I have a dataframe:
a b c d
0 M11 18 1 1.00
1 M11 17 1 1.00
2 M12 16 2 0.90
3 M12 15 2 0.90
4 S11 15 2 0.90
5 S2 13 3 0.85
6 M21 14 3 0.80
7 S21 14 3 0.80
8 M2 13 3 0.70
9 M22 12 3 0.70
10 S22 12 3 0.70
11 M31 11 4 0.65
12 S31 11 4 0.65
13 M3 10 4 0.60
14 A31 10 4 0.60
15 M32 9 4 0.55
16 S32 9 4 0.55
17 M41 8 4 0.50
18 S41 8 4 0.50
19 M42 7 4 0.45
20 S42 7 4 0.45
21 M43 6 4 0.40
22 S43 6 4 0.40
23 A51 5 4 0.35
24 A52 5 4 0.35
25 T51 5 4 0.35
26 T52 5 4 0.35
27 A53 4 4 0.30
28 T53 4 4 0.30
I wanto to print 'd' values between spesific values on 'a' column
I tried
df.loc[df['a'].between('T52', 'T53'), 'd']

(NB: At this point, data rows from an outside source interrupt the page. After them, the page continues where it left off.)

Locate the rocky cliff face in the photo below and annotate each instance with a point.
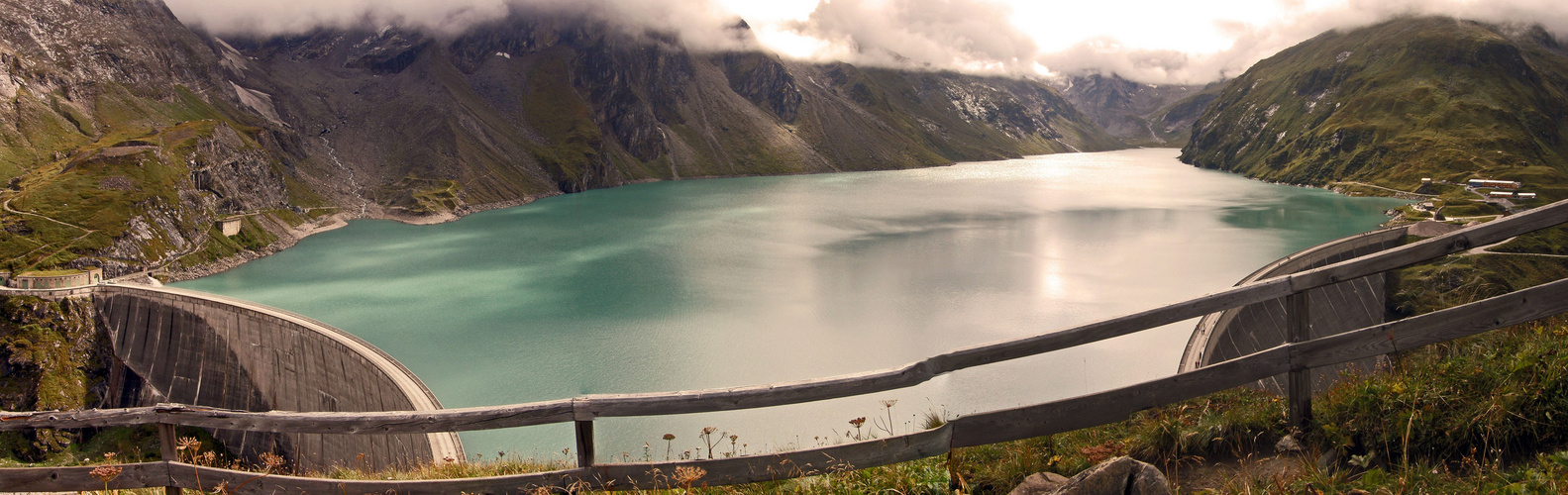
(124, 137)
(1396, 102)
(129, 135)
(1139, 113)
(535, 105)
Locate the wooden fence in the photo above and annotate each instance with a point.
(1293, 359)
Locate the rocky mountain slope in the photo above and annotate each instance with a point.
(1139, 113)
(1396, 102)
(129, 135)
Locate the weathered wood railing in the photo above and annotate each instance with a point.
(963, 431)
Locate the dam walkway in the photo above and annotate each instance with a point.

to print 'd' between row 'a' T52 and T53
I expected
26 0.35
27 0.30
28 0.30
but the actually resulted is:
26 0.35
28 0.30
why the 27th row didnt included? I've tried the other range, some of them also not resulted as expected. is this a problem with indexing?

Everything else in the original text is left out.